• Welcome to Phoenix Rising!

    Created in 2008, Phoenix Rising is the largest and oldest forum dedicated to furthering the understanding of, and finding treatments for, complex chronic illnesses such as chronic fatigue syndrome (ME/CFS), fibromyalgia, long COVID, postural orthostatic tachycardia syndrome (POTS), mast cell activation syndrome (MCAS), and allied diseases.

    To become a member, simply click the Register button at the top right.

PACE Trial and PACE Trial Protocol

anciendaze

Senior Member
Messages
1,841
Just when I checked back to see possible responses to my posts I noticed that histogram. The distribution shows marked kurtosis. This is not a normal distribution. There is also an extended left tail. The boundary for the PACE trial seems to be at a point where the discrepancy between the histogram and a normal distribution is unusually large.
 

Marco

Grrrrrrr!
Messages
2,386
Location
Near Cognac, France
Just when I checked back to see possible responses to my posts I noticed that histogram. The distribution shows marked kurtosis. This is not a normal distribution. There is also an extended left tail. The boundary for the PACE trial seems to be at a point where the discrepancy between the histogram and a normal distribution is unusually large.

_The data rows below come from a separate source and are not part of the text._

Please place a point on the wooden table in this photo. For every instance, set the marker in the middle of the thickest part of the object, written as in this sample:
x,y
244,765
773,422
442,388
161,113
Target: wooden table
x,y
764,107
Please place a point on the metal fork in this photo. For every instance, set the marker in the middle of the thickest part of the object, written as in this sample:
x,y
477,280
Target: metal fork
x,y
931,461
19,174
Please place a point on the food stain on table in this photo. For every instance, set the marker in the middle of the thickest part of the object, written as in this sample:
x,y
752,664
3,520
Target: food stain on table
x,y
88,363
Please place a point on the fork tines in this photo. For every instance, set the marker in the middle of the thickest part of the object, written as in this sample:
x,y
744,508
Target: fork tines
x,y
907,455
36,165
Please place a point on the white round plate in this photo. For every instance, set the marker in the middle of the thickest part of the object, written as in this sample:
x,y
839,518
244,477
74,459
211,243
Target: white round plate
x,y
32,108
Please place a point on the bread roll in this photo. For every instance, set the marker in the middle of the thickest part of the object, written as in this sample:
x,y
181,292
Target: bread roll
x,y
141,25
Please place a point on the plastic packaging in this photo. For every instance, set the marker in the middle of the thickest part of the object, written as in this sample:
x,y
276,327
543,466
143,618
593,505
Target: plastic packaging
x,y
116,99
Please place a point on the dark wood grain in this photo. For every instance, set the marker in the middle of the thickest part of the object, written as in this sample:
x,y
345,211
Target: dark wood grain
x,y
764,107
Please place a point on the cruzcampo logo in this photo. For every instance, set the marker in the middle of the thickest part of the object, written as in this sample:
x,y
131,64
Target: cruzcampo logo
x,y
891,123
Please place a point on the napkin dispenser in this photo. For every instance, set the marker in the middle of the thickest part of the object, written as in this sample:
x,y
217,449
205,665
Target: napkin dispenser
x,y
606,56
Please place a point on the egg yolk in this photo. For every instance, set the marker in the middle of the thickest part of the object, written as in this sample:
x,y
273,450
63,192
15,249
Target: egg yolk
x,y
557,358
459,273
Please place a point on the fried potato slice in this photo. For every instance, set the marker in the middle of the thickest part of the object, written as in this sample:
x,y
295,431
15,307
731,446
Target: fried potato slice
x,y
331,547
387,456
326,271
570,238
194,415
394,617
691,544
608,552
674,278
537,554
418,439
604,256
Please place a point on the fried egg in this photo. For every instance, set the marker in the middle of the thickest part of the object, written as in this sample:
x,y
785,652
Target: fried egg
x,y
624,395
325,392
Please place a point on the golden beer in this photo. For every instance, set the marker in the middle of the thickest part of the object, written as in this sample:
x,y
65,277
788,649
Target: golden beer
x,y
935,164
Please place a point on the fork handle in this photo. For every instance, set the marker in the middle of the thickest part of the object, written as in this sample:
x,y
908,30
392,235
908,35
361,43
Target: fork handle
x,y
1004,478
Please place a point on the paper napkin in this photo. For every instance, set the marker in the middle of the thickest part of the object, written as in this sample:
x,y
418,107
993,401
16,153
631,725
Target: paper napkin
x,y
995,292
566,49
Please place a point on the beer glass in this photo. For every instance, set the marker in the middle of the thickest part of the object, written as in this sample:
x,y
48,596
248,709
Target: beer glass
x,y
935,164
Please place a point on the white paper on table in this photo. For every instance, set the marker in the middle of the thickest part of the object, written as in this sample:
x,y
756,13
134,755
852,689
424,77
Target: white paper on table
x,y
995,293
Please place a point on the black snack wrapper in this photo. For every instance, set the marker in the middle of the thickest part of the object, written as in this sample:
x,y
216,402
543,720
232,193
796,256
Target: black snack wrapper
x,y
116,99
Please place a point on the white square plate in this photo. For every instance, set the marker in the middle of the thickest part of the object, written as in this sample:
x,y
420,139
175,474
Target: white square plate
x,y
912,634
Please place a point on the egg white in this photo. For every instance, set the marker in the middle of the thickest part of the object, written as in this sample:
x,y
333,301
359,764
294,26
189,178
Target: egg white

From the paper oceanblue is curently torturing himself with :

US population norms for SF 36 PF subscale as :

Mean 84.15, Standard deviation 23.28, median 90, range 0-100, ceiling (top box) 38.70

And even when SF 36 scores are normalised to a mean of 50, they still don't approximate a normal distribution!
 

Dolphin

Senior Member
Messages
17,567
I'm not sure if it has been said before but the point about using mean - 1 S.D. is that it is supposed to represent a certain percentage of the population: 15/16% if it is normally distributed. However, with a distribution that is not normally distributed, one doesn't have enough information from the mean and standard deviation to tell the exact percentage. However, the SD will increase by the extreme low values so one knows it isn't 15-16% (and one can be 99%/100% (?) sure the figure with a score less than mean-1SD is less than 15/16% of the population.
 

Dolphin

Senior Member
Messages
17,567
From the paper oceanblue is curently torturing himself with :

US population norms for SF 36 PF subscale as :

Mean 84.15, Standard deviation 23.28, median 90, range 0-100, ceiling (top box) 38.70

And even when SF 36 scores are normalised to a mean of 50, they still don't approximate a normal distribution!
I haven't looked closely but this looks like data for the whole population and so would include people in their 70s/80s/90s which brings down the average (and would increase the SD presumably), while the PACE authors talk about people of working age.
 

oceanblue

Guest
Messages
1,383
Location
UK
However, the SD will increase by the extreme low values so one knows it isn't 15-16% (and one can be 99%/100% (?) sure the figure with a score less than mean-1SD is less than 15/16% of the population.

That's very helpful, thanks, and this, from the Knoop paper discussion (which also used the mean - 1SD formula) seems to agree:
In determining the threshold scores for recovery we
assumed a normal distribution of scores. However, in the
healthy population the SIP [used to measure fatigue] and SF-36 scores were not
normally distributed
. Therefore one could argue that recovery
according to the SIP8 has to be defined as scoring
the same or lower than the 85th percentile of the healthy
reference group. In that case, the recovery rate using the
definition of having no disabilities in all domains (i.e.
scoring the same or lower than the 85th percentile on the
SIP8) would decrease from 26 to 20%
. As we do not know
the exact distribution of the SF-36 scores, we cannot control
for the effects of violation of the assumption of normality.
 

oceanblue

Guest
Messages
1,383
Location
UK
From the paper oceanblue is curently torturing himself with :
US population norms for SF 36 PF subscale as :
Mean 84.15, Standard deviation 23.28, median 90, range 0-100, ceiling (top box) 38.70
And even when SF 36 scores are normalised to a mean of 50, they still don't approximate a normal distribution!
I survived! :D thanks
Looking at the original distribution I posted, nearly half the sample scored the max of 100, even though it included nearly 30% of the sample were aged 65 or over so similar to the figures you just quoted.
 

Dolphin

Senior Member
Messages
17,567
I survived! :D thanks
Looking at the original distribution I posted, nearly half the sample scored the max of 100, even though it included nearly 30% of the sample were aged 65 or over so similar to the figures you just quoted.
Another point for a letter occurs to me: they are basically trying to say this normal functioning/"recovered" (former) CFS group is like a group from the population. One could ask ask them how many have scores of 100/100. I bet there aren't many. It'd be good to get that on the record.
 

Marco

Grrrrrrr!
Messages
2,386
Location
Near Cognac, France
I haven't looked closely but this looks like data for the whole population and so would include people in their 70s/80s/90s which brings down the average (and would increase the SD presumably), while the PACE authors talk about people of working age.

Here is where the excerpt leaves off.